Question

enrichment analysis using cluster profiler

0

Entering edit mode

3.8 years ago

adR ▴ 120

Hello Guys, I would like to ask you on enrichment analysis result. I did KEEG hypergeometric test using a Bioconductor package clusterprofiler. pvalues was adjusted by 'none' with cutoff <0.5 and got a number of pathways on which most are interesting. Using pvalue cutoff < 0.05 I got very few number of pathways which are not interesting for my case. So I am just wondering if I can simply pick the pathways which I am interested from the many pathway I found using non-adjusted pvalue with a cutoff 0.5. I am not sure if I can do that. I need your valuable feed backs! Best, Amare

clusterProfiler R Biocondactor • 1.7k views

ADD COMMENT • link updated 3.8 years ago by Papyrus ★ 2.9k • written 3.8 years ago by adR ▴ 120

score 4 · Answer 1 · 2020-07-15

(Even without going into the multiple testing problem and why you should adjust your p-values):

Your hypergeometric test looks for an association, in this case, if your group of genes is more associated to a pathway (enriched) than expected by chance under the hypothesis of no association/enrichment. If the threshold for your unadjusted p-value is 0.5, you are saying that you consider to be "significant" a result that is expected to appear in your data, by chance, up to 50% of the time even when that pathway is not enriched. I would strongly advise against doing this.

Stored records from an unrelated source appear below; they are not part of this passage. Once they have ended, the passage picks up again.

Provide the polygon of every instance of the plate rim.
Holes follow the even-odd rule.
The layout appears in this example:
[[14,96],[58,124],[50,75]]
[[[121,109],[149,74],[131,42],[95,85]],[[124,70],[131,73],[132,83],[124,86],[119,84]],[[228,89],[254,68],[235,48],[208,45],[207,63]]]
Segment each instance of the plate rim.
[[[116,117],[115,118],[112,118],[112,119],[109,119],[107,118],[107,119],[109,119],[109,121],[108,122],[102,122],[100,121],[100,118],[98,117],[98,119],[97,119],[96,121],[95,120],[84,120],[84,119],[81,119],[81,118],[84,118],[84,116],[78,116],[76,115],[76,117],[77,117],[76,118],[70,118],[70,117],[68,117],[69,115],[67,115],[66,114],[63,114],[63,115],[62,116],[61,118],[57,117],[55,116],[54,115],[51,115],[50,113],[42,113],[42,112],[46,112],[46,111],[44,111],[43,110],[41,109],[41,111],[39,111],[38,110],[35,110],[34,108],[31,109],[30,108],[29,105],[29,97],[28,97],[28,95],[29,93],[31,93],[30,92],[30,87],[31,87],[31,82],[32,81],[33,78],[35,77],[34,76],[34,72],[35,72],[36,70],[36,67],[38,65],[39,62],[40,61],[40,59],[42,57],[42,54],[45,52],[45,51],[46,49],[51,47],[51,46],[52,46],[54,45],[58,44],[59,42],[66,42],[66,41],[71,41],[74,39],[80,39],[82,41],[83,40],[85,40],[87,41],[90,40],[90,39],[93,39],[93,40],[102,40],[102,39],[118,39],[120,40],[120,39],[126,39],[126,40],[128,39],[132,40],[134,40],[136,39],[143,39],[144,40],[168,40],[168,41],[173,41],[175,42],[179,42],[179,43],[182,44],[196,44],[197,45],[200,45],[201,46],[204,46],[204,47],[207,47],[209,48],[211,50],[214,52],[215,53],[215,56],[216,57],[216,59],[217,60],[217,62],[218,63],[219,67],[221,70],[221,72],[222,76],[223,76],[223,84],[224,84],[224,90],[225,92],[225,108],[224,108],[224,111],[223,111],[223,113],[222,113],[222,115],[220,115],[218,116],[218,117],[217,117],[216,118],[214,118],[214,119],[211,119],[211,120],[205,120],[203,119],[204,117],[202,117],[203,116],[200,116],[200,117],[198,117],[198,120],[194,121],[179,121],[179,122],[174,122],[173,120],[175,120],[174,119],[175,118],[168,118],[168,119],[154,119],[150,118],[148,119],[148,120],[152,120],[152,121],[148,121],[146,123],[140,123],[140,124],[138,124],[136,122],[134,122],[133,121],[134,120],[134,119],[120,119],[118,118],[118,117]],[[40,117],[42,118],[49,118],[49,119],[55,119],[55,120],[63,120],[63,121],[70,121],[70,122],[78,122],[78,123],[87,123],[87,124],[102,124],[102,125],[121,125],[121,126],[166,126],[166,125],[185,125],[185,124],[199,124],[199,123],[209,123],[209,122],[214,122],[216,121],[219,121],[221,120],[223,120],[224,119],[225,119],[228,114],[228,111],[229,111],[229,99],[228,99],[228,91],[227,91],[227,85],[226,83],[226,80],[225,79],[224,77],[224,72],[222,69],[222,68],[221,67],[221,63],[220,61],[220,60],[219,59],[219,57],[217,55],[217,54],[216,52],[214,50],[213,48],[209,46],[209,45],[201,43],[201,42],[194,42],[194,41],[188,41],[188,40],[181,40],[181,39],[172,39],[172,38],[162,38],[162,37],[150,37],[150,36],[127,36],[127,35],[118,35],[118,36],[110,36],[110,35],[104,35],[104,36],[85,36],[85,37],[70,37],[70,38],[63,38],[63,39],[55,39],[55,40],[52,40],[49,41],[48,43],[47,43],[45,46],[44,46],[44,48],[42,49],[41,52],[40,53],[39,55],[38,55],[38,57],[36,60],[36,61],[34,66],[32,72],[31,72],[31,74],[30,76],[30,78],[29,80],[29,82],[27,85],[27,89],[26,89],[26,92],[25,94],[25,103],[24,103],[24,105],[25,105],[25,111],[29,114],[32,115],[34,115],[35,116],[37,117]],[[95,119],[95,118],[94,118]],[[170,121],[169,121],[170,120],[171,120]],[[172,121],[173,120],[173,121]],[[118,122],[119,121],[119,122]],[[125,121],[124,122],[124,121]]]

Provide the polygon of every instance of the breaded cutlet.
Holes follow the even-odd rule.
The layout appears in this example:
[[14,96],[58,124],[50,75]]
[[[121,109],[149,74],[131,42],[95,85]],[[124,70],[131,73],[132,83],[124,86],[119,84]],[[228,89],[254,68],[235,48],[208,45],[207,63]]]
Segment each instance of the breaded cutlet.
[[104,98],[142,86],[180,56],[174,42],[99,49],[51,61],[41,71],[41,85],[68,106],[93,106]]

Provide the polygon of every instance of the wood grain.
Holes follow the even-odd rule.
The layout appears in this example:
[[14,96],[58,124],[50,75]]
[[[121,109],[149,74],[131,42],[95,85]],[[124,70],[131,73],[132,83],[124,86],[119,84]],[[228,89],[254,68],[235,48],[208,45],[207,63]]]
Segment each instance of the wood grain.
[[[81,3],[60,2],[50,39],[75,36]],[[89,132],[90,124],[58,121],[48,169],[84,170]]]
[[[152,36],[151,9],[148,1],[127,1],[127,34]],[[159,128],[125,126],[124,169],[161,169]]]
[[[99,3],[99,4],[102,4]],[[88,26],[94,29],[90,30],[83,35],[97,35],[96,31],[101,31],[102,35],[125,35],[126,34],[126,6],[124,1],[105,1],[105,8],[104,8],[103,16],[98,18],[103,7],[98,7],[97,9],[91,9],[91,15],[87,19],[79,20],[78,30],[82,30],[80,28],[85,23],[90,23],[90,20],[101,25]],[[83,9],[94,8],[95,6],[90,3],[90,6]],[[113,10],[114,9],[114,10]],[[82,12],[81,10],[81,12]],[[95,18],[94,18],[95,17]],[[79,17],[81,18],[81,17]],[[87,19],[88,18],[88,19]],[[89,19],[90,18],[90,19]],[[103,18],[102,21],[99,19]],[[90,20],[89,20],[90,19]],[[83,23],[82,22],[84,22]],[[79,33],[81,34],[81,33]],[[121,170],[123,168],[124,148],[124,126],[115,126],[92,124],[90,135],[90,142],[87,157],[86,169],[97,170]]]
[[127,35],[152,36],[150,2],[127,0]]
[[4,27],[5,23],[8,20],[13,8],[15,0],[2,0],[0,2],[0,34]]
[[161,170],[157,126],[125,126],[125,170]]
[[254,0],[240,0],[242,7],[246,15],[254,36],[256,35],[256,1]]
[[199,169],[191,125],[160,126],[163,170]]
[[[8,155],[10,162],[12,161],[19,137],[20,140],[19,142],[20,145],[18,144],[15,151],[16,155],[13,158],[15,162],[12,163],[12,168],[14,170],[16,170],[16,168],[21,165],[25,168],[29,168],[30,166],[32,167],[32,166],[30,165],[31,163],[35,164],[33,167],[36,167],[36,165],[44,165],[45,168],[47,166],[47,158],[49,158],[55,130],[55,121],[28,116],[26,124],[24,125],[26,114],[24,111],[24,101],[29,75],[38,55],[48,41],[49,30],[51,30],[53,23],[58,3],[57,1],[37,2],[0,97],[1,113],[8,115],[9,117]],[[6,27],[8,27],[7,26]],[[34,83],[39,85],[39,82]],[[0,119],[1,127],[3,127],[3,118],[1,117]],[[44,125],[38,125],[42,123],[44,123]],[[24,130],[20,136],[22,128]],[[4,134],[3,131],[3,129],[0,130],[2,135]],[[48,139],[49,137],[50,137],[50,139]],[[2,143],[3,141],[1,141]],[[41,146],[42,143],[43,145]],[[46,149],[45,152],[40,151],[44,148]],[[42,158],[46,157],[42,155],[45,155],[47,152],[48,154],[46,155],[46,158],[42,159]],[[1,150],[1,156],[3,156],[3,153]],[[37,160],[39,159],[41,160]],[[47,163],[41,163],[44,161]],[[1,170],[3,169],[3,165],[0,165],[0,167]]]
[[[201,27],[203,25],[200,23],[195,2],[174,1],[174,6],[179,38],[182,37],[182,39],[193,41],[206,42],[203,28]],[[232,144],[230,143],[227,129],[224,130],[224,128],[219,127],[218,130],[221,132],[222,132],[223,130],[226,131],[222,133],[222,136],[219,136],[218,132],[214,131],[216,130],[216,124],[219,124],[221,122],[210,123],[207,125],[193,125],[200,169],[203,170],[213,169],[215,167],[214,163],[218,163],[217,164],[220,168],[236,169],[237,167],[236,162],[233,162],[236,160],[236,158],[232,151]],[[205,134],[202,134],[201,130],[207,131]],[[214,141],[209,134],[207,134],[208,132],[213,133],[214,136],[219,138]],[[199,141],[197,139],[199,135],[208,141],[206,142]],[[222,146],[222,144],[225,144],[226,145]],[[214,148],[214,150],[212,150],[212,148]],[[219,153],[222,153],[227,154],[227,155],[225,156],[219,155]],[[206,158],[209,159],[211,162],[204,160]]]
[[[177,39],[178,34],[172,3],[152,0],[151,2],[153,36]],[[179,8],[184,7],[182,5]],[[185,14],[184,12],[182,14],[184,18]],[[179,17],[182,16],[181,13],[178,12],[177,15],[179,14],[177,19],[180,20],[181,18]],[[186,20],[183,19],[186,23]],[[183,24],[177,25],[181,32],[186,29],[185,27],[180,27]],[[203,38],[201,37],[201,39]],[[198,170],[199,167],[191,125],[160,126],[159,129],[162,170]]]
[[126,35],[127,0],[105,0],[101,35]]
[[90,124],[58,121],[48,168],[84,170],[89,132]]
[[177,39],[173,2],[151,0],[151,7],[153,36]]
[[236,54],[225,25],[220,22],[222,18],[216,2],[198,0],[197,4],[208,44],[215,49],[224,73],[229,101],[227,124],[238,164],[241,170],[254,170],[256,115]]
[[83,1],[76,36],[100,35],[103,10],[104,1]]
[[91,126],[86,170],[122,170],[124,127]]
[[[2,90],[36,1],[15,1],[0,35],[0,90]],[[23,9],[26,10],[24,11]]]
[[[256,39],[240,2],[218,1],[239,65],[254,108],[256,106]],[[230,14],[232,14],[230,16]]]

Additionally, on a more personal note, I would suggest that the whole approach of analyzing statistical results should not be one of "picking" the results which are interesting to us, because that leads to many types of biases (see this). We perform tests (in the most unbiased manner) and then accept the results that we have, and interpret them.

If you are specifically interested in particular pathways, your analysis approach should be different. For starters, you may predefine which genes or groups of genes are the ones you are interested in and then maybe, in an exploratory manner, look at them jointly (in a heatmap, etc.) to see how they, in particular, behave. Although I suspect your data comes from a technology such as RNA-seq or arrays where all 20000 genes have been measured, so this last approach also has to be done carefully in order to avoid bias.